A charitable interpretation of GP would be that he referred to ending of restrictions (masks, testing, papers please, lockdowns etc.) after a vaccine becomes widely available. These hopes have certainly been raised by politicians in late 2020 and early 2021 ("just have to get herd immunity through the vaccine and we're done"[1]). However, the reality is that e.g. in Germany case numbers and incidence numbers are reaching new all-time-highs every day now despite 70-75 % of all people being vaccinated.

These hopes were probably based on experiences with "normal" vaccines, which are apt to eradicate diseases through sterile immunity (though there are a bunch of exceptions to this, it's not like we're getting rid of the flu and some other stuff by vaccinations [2]). However, we since learned that a vaccine providing sterile immunity against COVID-19 seems to be off the table (as none of them are), so herd immunity against COVID-19 will likely never be a thing and eradicating COVID-19 is just not possible.

[1] Herd immunity was THE talking point in early 2021 in Germany. Also, remember a few countries trying to get herd immunity by intentionally letting the virus spread (great britain cough cough)?

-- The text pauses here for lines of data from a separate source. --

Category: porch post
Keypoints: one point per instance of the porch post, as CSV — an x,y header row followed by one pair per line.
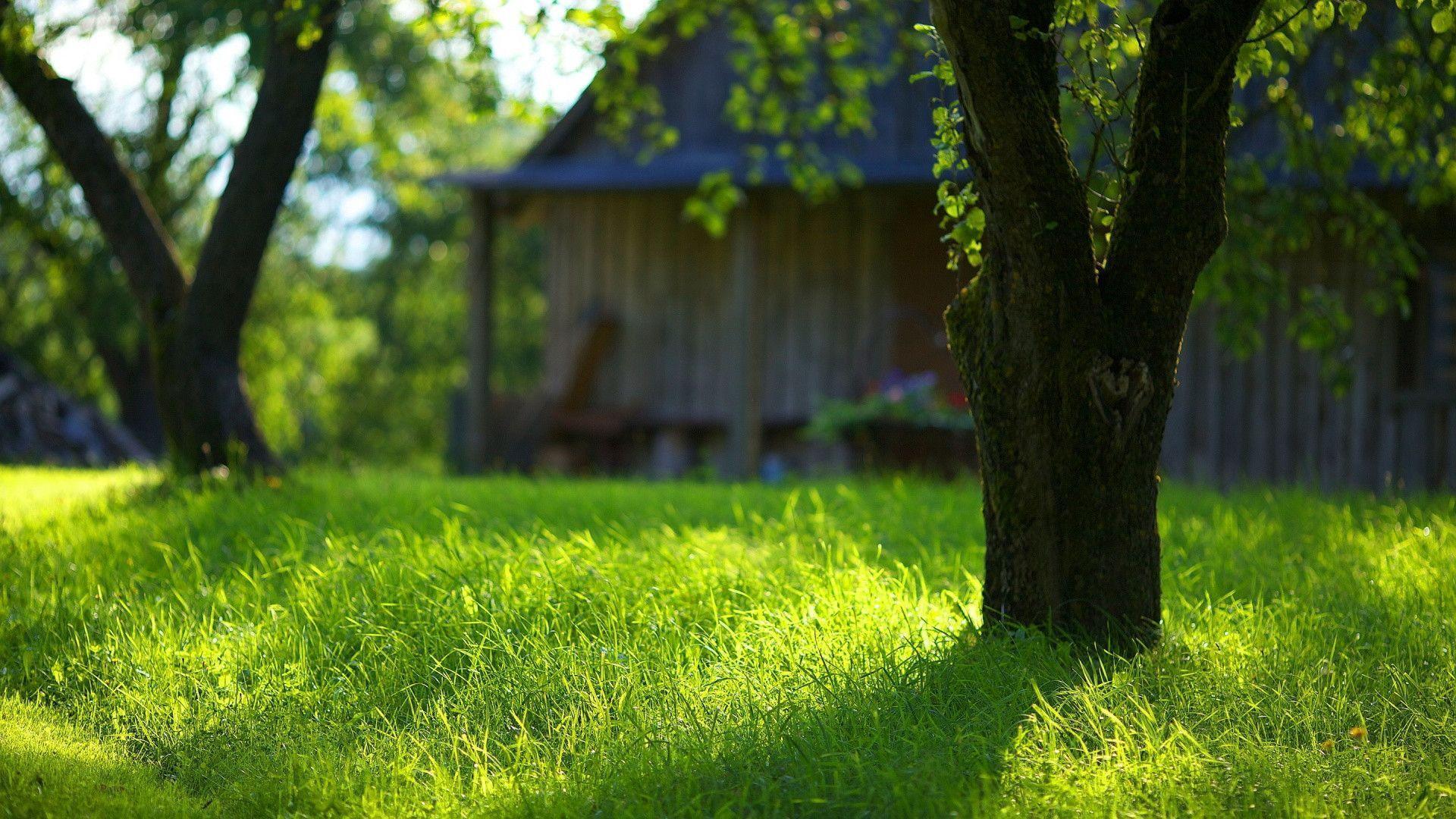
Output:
x,y
479,333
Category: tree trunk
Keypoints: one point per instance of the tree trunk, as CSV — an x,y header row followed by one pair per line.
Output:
x,y
194,327
133,379
1069,365
1069,442
206,410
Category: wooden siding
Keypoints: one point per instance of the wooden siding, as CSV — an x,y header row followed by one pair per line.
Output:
x,y
821,287
1273,419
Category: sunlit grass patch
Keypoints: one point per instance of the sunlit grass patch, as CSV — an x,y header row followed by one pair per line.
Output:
x,y
395,645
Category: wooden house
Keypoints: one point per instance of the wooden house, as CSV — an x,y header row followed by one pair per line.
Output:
x,y
664,343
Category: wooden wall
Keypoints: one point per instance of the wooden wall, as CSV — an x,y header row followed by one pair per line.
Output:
x,y
1273,419
823,284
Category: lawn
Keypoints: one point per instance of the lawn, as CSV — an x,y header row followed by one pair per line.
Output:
x,y
400,645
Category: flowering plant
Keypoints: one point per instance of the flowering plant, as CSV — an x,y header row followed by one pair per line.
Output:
x,y
910,400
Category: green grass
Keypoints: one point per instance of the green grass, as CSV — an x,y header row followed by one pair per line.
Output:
x,y
395,645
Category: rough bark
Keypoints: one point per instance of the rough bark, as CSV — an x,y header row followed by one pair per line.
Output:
x,y
194,327
1071,371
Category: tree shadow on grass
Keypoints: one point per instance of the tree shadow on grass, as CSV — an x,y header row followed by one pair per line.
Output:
x,y
927,738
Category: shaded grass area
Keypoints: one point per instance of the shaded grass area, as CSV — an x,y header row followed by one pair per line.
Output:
x,y
395,645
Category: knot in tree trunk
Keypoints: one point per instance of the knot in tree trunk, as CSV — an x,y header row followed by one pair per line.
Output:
x,y
1120,391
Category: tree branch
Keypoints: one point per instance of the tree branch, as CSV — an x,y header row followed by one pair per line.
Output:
x,y
124,215
262,164
1178,164
1006,71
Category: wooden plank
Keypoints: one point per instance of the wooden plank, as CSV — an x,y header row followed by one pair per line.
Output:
x,y
1283,400
479,334
746,343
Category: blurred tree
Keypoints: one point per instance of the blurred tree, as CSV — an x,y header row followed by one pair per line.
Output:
x,y
194,324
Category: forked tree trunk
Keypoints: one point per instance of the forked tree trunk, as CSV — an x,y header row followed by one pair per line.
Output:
x,y
1069,442
194,327
206,410
1071,365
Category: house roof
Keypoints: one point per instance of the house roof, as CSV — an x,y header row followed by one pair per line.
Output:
x,y
693,77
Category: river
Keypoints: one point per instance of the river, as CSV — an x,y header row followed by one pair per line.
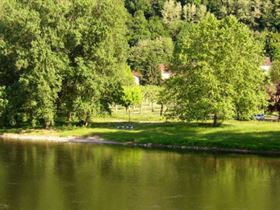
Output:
x,y
49,176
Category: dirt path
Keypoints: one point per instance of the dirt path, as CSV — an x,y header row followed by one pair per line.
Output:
x,y
99,140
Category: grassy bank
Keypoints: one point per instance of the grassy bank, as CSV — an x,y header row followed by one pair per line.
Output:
x,y
251,135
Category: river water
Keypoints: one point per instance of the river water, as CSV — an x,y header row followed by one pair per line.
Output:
x,y
47,176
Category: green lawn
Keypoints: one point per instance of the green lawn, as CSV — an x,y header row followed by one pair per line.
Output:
x,y
250,135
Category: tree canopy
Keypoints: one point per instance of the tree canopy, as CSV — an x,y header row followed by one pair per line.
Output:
x,y
219,74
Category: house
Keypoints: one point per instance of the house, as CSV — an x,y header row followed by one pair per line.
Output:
x,y
136,76
165,74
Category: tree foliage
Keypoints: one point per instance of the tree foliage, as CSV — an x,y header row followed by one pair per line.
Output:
x,y
59,56
146,57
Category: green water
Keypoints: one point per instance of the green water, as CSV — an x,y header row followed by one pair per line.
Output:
x,y
90,177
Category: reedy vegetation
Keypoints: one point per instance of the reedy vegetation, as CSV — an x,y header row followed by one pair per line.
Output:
x,y
67,58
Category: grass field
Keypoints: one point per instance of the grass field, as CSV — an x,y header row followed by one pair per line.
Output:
x,y
251,135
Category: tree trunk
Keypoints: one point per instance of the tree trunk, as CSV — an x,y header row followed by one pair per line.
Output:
x,y
87,120
161,109
215,120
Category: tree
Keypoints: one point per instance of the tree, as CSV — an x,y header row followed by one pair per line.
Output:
x,y
219,72
146,57
172,11
151,93
97,51
194,13
138,28
62,57
132,95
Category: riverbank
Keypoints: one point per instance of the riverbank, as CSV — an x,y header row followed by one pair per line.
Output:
x,y
232,136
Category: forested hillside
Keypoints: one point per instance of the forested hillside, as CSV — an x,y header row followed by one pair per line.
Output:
x,y
72,59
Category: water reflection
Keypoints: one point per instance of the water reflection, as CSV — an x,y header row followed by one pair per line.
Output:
x,y
86,177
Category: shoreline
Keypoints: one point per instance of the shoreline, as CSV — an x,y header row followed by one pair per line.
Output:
x,y
100,141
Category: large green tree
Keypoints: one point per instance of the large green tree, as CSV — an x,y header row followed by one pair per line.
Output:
x,y
63,57
219,72
147,56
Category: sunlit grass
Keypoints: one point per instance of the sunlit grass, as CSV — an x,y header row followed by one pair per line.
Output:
x,y
251,135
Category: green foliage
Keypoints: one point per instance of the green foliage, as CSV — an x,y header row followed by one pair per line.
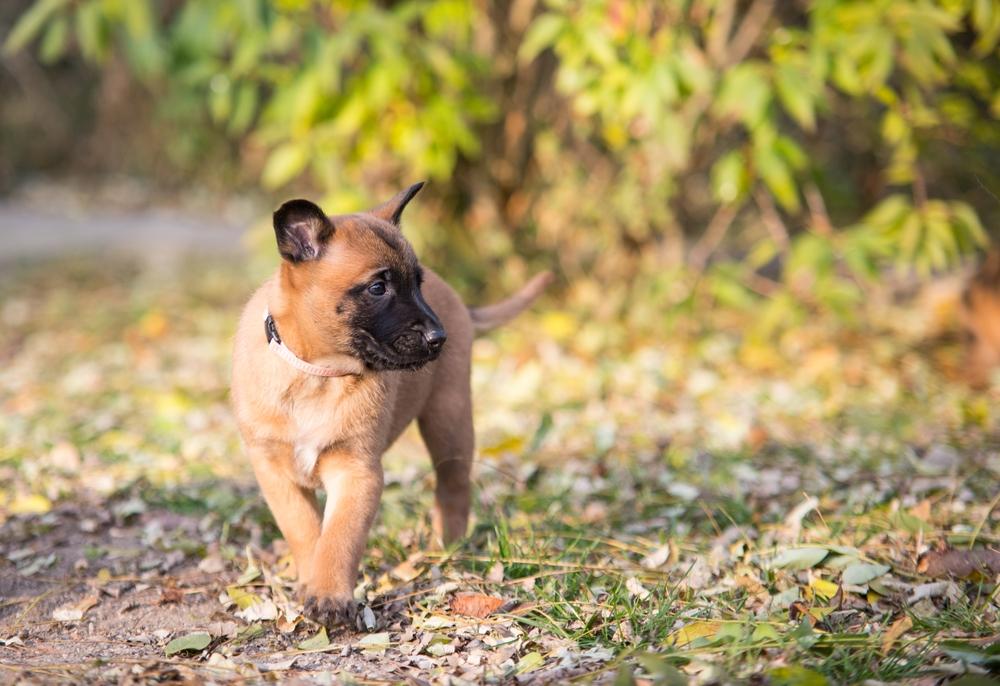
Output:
x,y
837,137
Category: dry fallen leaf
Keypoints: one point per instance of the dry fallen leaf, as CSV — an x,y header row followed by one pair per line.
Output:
x,y
171,594
73,612
475,604
898,628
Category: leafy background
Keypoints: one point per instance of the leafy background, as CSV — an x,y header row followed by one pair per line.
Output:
x,y
734,441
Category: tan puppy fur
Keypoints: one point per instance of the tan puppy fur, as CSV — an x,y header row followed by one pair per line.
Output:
x,y
350,294
981,319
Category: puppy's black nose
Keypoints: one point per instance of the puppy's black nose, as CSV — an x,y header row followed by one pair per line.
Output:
x,y
435,338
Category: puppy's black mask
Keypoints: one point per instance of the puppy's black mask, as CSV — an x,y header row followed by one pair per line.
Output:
x,y
392,326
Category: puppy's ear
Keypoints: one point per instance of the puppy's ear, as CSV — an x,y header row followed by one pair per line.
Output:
x,y
391,210
302,229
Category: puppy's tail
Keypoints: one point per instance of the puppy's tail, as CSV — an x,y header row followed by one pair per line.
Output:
x,y
490,317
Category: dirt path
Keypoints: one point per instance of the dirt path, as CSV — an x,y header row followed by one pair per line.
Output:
x,y
32,231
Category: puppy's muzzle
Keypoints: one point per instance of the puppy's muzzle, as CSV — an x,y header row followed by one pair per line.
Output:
x,y
422,341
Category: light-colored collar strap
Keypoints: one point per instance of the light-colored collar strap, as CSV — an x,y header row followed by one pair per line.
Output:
x,y
282,351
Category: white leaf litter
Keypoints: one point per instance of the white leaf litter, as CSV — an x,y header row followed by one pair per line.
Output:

[2] Sterile immunity seems to be difficult with respiratory diseases (flu, covid, cold, pertussis come to mind). Naively I'd guess that's because the critters have some time to multiply on the surface of the airways and be infectious before the immune system gets a chance to nuke 'em. If that's the explanation though I'm kinda wondering why the herd immunity theory was so common, so it's probably more complicated than that.

> However, the reality is that e.g. in Germany case numbers and incidence numbers are reaching new all-time-highs every day now despite 70-75 % of all people being vaccinated.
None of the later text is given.